I rather like the opera. It certainly deserves to be seen rather more often than every 30 years. It’s got a nice melodramatic plot, some really good arias and duets and plenty of action. I don’t mean it as a complaint if I say that it feels rather longer than its actual length: you get to the end of the acts and are a bit surprised that he’s managed to pack that amount of action and music into only 35 minutes and has done so without it seeming either rushed or boring. I suppose that it’s easy to sneer at it: it doesn’t have quite Puccini’s skill at creating perfectly structured and very touching masterpeieces or Verdi’s engagement with politics or Mozart’s with the depth of human emotion. It’s equally hard to dislike. It feels very much of its time, reminding me of Rostand’s Cyrano de Bergerac as a late 19th century depiction of a romantic historic past. But it still has those arias – Maddalena’s Senza Mamma and Gerard’s Act III aria both struck me a really powerful human statements – and there are very touching elements – the scene for Madelon (at this performance really wonderfully done by Elena Zilio) and its depiction of the Gaoler (another really lovely performance by Jeremy White). It’s a piece I’d like to get to know better.

Unless you actually despise the opera I think it would be hard to dislike this performance which delivered at least what you’d expect from this particular cast and director. I suppose that you could update the opera to some other revolutionary time or try something post-modern about a composer in the 1890s trying to write about the French Revolution but I’m not sure what the point would be. This is a consciously historic opera written to entertain and David McVicar’s period production did not more or less than follow that. It was beautifully detailed and looked gorgeous in a sort of Downton Abbey way. You could imagine that it might have been done exactly like this at its first night. To some that won’t be a compliment but I felt that it made the work come across honestly as exactly what it is: a good, old-fashioned melodrama. I’m not sure that I’d have it any other way.

We had Jonas Kaufmann as Chenier, looking absolutely the dashing romantic poet and singing with full-throated commitment and style. There certainly isn’t a tenor I’d rather see or hear doing the role today. He creates an intense, believable character: open, intellectual, honest. Sparks flew in his duets with Eva-Maria Westbroek’s Maddalena and they created a level of passion in their final duet that it will be hard to equal. Elsewhere, Miss Westbroek sang and acted with her usual generosity – she’s a very open, expressive artist with a really sympathetic stage presence. Vocally, I wondered if she was absolutely right for Maddalena -there’s a slight blowsiness about her singing and the words don’t come across as well as Scotto managed, but this is cavilling at a performance at a very high level.

I’d not come across Zeljko Lucic so far, but I hope this isn’t the only time I see him. He created a complex, black, lowering Gerard and sang his Act III aria with the sort of old fashioned power and understanding that struck me as spot on.

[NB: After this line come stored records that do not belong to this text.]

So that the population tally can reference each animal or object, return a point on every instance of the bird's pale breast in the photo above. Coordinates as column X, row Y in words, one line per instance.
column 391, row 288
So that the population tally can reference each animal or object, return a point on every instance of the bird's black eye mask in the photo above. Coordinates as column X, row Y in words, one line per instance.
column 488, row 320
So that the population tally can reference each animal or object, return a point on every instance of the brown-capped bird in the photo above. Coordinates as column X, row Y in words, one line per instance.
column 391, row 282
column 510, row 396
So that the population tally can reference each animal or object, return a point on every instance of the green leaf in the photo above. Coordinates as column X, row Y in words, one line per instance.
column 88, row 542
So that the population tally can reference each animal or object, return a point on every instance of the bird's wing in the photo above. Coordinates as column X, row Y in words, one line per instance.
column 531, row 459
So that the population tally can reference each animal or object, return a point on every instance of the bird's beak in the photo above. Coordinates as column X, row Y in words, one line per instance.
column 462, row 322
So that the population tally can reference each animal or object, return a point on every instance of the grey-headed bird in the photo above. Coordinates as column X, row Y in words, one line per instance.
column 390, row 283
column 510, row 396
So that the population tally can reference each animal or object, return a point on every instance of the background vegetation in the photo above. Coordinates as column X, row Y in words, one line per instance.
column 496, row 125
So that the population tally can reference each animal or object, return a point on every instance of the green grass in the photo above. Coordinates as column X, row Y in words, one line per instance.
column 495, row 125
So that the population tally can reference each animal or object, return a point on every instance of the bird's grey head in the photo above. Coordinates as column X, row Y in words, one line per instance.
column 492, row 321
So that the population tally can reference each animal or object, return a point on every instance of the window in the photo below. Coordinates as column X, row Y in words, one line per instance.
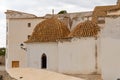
column 15, row 64
column 28, row 36
column 29, row 24
column 44, row 61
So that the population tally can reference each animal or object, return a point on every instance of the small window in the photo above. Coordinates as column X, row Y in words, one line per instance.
column 29, row 24
column 28, row 36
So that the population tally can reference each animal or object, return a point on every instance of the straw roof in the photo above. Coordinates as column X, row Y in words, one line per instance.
column 101, row 11
column 85, row 29
column 49, row 30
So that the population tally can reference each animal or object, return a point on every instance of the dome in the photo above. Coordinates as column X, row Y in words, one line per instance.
column 85, row 29
column 49, row 30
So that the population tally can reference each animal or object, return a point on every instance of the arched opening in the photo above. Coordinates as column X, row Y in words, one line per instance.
column 44, row 61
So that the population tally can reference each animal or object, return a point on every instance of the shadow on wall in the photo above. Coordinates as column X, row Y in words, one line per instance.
column 2, row 60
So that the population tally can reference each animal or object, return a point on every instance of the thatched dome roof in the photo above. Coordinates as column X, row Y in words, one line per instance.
column 49, row 30
column 85, row 29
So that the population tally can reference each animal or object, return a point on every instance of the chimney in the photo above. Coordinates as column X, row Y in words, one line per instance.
column 118, row 2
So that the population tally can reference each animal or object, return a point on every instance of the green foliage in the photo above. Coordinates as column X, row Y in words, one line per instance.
column 62, row 12
column 2, row 51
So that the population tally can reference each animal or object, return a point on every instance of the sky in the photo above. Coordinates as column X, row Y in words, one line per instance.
column 42, row 7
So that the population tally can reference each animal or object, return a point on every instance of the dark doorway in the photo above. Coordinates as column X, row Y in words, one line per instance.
column 44, row 61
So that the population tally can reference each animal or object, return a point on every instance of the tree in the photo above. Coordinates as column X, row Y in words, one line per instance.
column 62, row 12
column 2, row 51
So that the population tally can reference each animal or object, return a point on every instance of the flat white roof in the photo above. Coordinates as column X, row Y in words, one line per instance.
column 38, row 74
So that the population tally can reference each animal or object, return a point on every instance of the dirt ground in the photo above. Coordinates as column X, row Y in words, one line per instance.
column 88, row 77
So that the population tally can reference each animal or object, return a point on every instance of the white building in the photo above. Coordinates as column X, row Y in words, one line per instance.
column 19, row 28
column 68, row 43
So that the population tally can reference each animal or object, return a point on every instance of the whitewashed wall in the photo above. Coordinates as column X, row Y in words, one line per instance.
column 17, row 33
column 35, row 51
column 110, row 49
column 77, row 56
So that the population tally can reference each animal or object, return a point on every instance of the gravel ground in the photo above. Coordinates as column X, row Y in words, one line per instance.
column 6, row 76
column 88, row 77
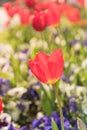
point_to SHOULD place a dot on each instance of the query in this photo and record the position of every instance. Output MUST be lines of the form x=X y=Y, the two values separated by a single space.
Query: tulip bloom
x=48 y=69
x=39 y=21
x=1 y=107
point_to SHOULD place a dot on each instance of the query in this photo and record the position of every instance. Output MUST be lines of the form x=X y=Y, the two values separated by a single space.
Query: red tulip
x=73 y=15
x=82 y=2
x=1 y=107
x=30 y=3
x=24 y=16
x=48 y=69
x=39 y=21
x=7 y=5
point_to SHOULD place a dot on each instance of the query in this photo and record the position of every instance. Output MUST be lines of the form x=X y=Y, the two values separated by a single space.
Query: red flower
x=73 y=14
x=1 y=107
x=7 y=5
x=81 y=2
x=39 y=21
x=24 y=16
x=30 y=3
x=47 y=69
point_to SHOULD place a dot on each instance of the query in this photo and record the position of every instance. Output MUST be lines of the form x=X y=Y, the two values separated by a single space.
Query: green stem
x=60 y=107
x=50 y=103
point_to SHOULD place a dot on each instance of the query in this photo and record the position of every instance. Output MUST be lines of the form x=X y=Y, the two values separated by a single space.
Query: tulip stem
x=59 y=106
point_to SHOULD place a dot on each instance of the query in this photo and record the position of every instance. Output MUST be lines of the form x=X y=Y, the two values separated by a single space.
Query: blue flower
x=72 y=104
x=45 y=123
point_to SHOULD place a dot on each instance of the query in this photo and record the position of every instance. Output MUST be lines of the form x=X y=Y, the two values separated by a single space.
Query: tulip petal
x=55 y=64
x=36 y=70
x=42 y=60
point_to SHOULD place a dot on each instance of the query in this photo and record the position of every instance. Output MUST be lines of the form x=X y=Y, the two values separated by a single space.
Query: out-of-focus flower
x=72 y=104
x=82 y=2
x=39 y=21
x=72 y=14
x=24 y=16
x=44 y=123
x=4 y=86
x=5 y=120
x=11 y=127
x=47 y=69
x=30 y=3
x=1 y=107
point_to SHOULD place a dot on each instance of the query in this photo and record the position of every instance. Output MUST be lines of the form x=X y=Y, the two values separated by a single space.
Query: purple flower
x=4 y=86
x=24 y=128
x=72 y=104
x=85 y=43
x=11 y=127
x=21 y=106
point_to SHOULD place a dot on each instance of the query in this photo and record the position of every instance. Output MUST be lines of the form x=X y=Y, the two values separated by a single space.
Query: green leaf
x=54 y=125
x=81 y=124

He interested you in the character and made you believe in his dilemma and complexity. I’d love to hear him as Macbeth, Rigoletto or Boccanegra and he must make an absolutely terrifying Scarpia. This was outstanding singing and acting.

There are a lot of lesser roles in Chenier and they were generally well enough taken. In addition the two I’ve already mentioned, it was a nice idea to have Rosalind Plowright back, this time as Maddalena’s mother, and she gave a witty, very fine performance. Roland Wood made a lot of Roucher – sympathetic and really well sung – and Denyce Graves was a glamorous Bersi. The chorus was in good form.

Antonio Pappano conducted and got excellent playing out of the orchestra. I thought his reading was good and rose to considerable heights in the third and fourth acts – all very nicely placed. Levine, though, strikes me as getting a bit more sparkle and vigour out of the score.

Enough of criticism. Unless you essentially dislike the whole premise of operas and productions like this, you’d have to be a real sourpuss to do anything other than surrender admiringly to sheer conviction and strength of this performance. If you’re going to do it in this way, I can’t imagine it done beter. I hope we’ll see it again soon.